Cinq questions à la BCF: amortir le choc des taux
La Banque cantonale de Fribourg (BCF) a vu son bénéfice net baisser en 2025. Interview du président de la direction générale, Daniel Wenger.

La Banque cantonale de Fribourg (BCF) a souffert des taux d'intérêts au cours de son exercice 2025. Son président de la direction générale, Daniel Wenger, dit miser sur la diversification des revenus tout en poursuivant par ailleurs les investissements dans la numérisation.
ATS: quels ont été les facteurs de la baisse du résultat des opérations d'intérêts?
Daniel Wenger: deux éléments principaux expliquent cette diminution. Premièrement, la baisse du taux de référence de la Banque Nationale Suisse (BNS) a eu un impact important sur la rémunération des réserves de liquidités déposées auprès de la BNS, passant de 1,75% à 0% en l'espace de deux ans, ce qui a directement pesé sur le résultat. Deuxièmement, bien que dans une moindre mesure, l'augmentation des coûts de refinancement a également contribué à la baisse du revenu d'intérêts.
Comment pallier à l'effet des taux sur les revenus, et l'effet des devises sur les activités de négoce?

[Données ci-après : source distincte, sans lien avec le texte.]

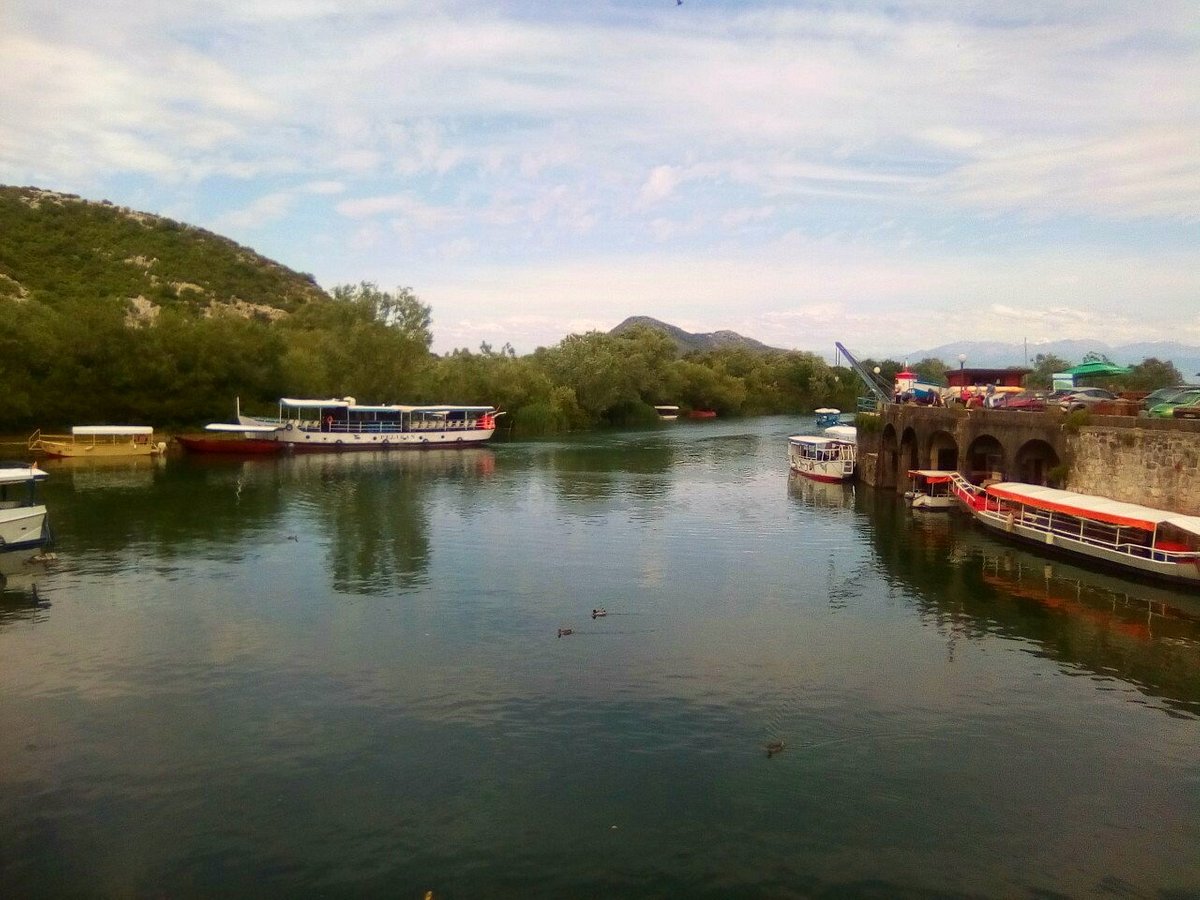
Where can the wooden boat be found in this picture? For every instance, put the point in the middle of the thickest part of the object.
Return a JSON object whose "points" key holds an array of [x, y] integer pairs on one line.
{"points": [[1126, 537], [822, 457], [95, 441], [930, 490], [23, 522], [239, 439], [309, 425]]}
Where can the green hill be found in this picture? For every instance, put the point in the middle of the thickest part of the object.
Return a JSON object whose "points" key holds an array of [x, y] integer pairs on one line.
{"points": [[59, 247]]}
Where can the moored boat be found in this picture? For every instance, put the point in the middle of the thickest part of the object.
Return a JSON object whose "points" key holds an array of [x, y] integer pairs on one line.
{"points": [[930, 490], [238, 439], [311, 425], [822, 457], [1137, 540], [96, 441], [23, 521]]}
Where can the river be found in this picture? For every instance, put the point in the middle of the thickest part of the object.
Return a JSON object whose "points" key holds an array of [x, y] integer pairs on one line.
{"points": [[343, 676]]}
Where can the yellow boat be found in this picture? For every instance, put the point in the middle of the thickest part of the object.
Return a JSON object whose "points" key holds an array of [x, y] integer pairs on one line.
{"points": [[99, 441]]}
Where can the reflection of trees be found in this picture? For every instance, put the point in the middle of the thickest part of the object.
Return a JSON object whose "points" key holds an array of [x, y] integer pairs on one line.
{"points": [[587, 472], [972, 585], [375, 509]]}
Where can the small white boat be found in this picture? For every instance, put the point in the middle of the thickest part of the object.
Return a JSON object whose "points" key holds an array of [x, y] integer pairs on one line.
{"points": [[822, 457], [23, 522], [930, 490], [96, 441], [347, 425], [1134, 539]]}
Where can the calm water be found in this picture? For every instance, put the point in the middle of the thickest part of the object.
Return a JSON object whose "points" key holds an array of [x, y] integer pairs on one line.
{"points": [[341, 676]]}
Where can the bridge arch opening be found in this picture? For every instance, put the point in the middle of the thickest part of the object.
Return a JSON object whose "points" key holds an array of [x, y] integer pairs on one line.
{"points": [[985, 457], [943, 450], [889, 457], [1035, 462]]}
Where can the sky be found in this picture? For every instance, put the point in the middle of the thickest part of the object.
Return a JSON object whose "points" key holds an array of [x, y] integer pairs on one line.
{"points": [[889, 175]]}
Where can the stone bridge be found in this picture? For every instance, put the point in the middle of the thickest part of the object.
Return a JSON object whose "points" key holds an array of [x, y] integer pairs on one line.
{"points": [[1152, 462]]}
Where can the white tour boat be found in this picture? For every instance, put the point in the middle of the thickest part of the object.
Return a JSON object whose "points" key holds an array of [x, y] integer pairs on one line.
{"points": [[1134, 539], [930, 490], [23, 525], [347, 425], [823, 457]]}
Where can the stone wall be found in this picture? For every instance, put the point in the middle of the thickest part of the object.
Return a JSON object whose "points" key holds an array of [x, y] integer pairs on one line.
{"points": [[1156, 463]]}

La planification de nos activités se base sur notre activité principale, à savoir les opérations de crédits, dont le volume est en croissance. C'est principalement par cette expansion qualitative du portefeuille de crédits que nous pouvons compenser l'effet défavorable du taux de référence de la BNS. Par ailleurs, il est essentiel de poursuivre la diversification des sources de revenus. Le développement des activités de négoce, notamment dans le domaine des devises, ainsi que le renforcement des prestations en gestion de fortune, constituent des leviers importants pour stabiliser et renforcer la performance globale de la banque.
Les charges ont augmenté cette année. Quand devraient-elles commencer à produire des effets positifs sur les résultats, et quels seront les sujets d'investissements en 2026?
Les premiers effets positifs sont déjà perceptibles grâce aux investissements réalisés dans nos plateformes informatiques et dans l'optimisation de nos processus internes. Nous avons également renforcé nos équipes et intensifié la formation de nos collaborateurs. Cet ensemble de mesures constitue un levier important pour gagner en efficacité opérationnelle. En 2026, nous poursuivons nos investissements dans la numérisation et la simplification de nos processus. Nous continuerons à développer nos applications mobile et d'e-banking. Enfin, la rénovation et la modernisation de nos succursales resteront un axe d'investissement essentiel pour renforcer la qualité de l'accueil et accompagner l'évolution des besoins de nos clientes et clients.
Quelles sont les remontées (positives et négatives) des collectivités publiques et des entreprises fribourgeoises?
Du côté des collectivités publiques, nos bons résultats permettent de verser 75,5 millions de francs au canton. En tenant compte également des impôts acquittés auprès du canton, des communes et des paroisses, le total reversé aux collectivités publiques s'élève à 84,2 millions de francs. S'agissant des entreprises fribourgeoises, la BCF continue d'assumer pleinement sa mission de soutien à l'économie locale.
Au chapitre des perspectives, qu'attendez-vous pour 2026?
Nous nous attendons à des résultats très similaires à ceux de 2025.